Menunggangi Musibah

Sumber : Kompas.com
Singkat saja, ada baiknya kita kembali ke dalam diri kita untuk menanyakan dimana nurani kita ketika ada musibah.

Peristiwa jatuhnya crane yang menimpa jamaah haji di Mekkah adalah sebuah musibah yang membawa korban. Tentu sebagai sebuah musibah yang terjadi dalam proses konstruksi ia harus dipertanggungjawabkan. Bagaimana proses konstruksinya -yang tentunya sudah terukur- dapat selalai itu.
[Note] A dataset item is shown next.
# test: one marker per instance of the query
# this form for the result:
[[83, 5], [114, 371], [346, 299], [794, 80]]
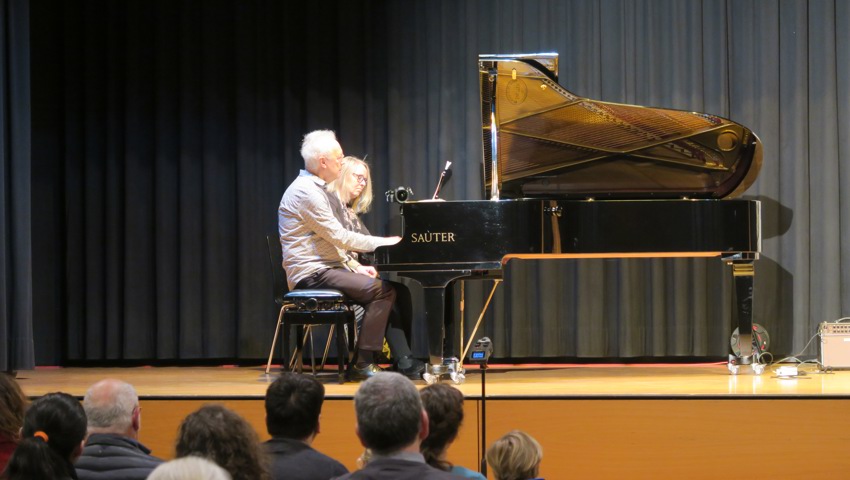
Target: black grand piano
[[571, 177]]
Selanjutnya, bagaimana peristiwa ini ditanggapi sedemikian rupa sesuai dengan kepentingan penanggap. Ada yang membuat kesan bahwa kejadian ini berhubungan dengan kedatangan Jokowi. Ada pula yang menjadikan kasus ini sebagai simbol kelemahan pemerintah Saudi.
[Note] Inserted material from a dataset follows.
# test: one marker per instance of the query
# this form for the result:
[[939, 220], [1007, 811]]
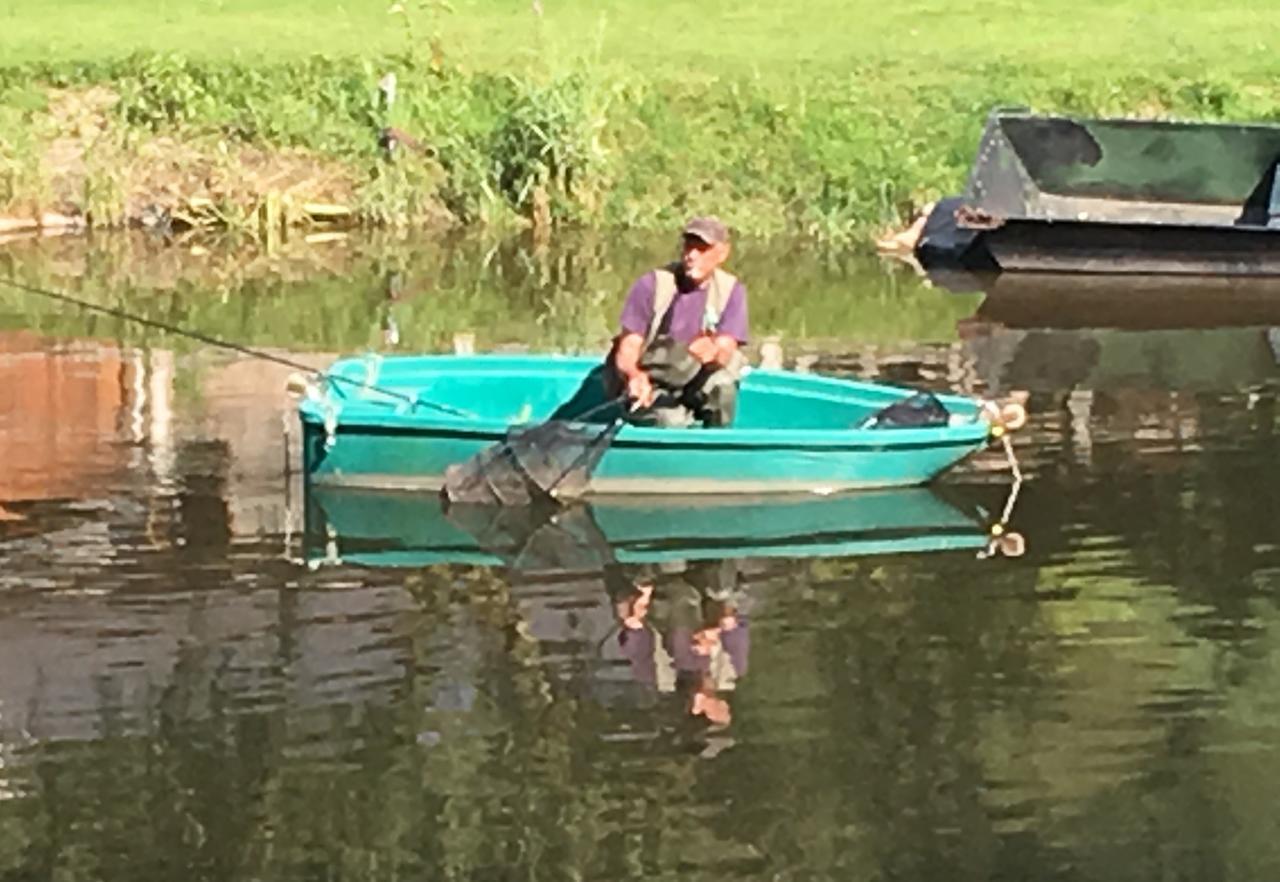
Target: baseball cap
[[708, 228]]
Tak dapat dipungkiri bahwa tak semua orang menyukai Jokowi dengan berbagai latar dan alasan. Kejadian ini dapat ditunggangi untuk menunjukkan betapa sialnya Jokowi. Dan sesungguhnya orang ini lebih peduli pada sialnya Jokowi daripada dukacita para korban.
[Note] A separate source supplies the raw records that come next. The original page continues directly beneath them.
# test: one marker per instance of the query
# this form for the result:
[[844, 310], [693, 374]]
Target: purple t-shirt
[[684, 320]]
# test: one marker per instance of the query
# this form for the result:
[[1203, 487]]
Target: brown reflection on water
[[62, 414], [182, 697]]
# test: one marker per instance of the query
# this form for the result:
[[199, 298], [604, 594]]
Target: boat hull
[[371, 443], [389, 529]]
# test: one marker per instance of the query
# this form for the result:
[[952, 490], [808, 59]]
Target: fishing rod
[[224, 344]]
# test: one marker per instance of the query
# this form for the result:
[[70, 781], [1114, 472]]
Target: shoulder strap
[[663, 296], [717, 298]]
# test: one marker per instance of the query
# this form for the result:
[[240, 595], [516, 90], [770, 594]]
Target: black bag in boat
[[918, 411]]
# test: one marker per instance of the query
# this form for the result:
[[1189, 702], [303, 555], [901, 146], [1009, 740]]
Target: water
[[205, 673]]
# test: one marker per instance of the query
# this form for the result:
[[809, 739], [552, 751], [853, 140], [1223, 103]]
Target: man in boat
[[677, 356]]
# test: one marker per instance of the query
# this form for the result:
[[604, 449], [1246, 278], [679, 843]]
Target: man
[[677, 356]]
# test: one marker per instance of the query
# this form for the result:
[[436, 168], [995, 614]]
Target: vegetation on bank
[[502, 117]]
Juga tak dapat dipungkiri bahwa tak semua menyukai Saudi dengan berbagai latar dan alasan. Kejadian ini dapat ditunggangi untuk menunjukkan betapa sialnya Saudi. Dan sesungguhnya orang ini lebih peduli pada sialnya Saudi daripada dukacita para korban.

Betapapun, kita tak dapat memvonis motif orang lain dalam menanggapi musibah ini meski hati kecil kita dapat menduga-duga. Namun tetaplah berkeraguan bahwa dugaan di hati kecil itu pun belum tentu benar.

Oleh karena itu, seperti di paragraf awal kita hanya dapat kembali ke dalam diri kita masing-masing. Menanyai diri, apakah sikap kita didasari pada kepedulian pada musibah ataukah hanya sekedar menumpangkan agenda-agenda politik/ideologi kita pada musibah itu.

Dan saya pun saat menulis ini juga meragukan niat baik saya. Jangan-jangan saya juga sedang menunggangi musibah ini dengan niat untuk eksis di media sosial.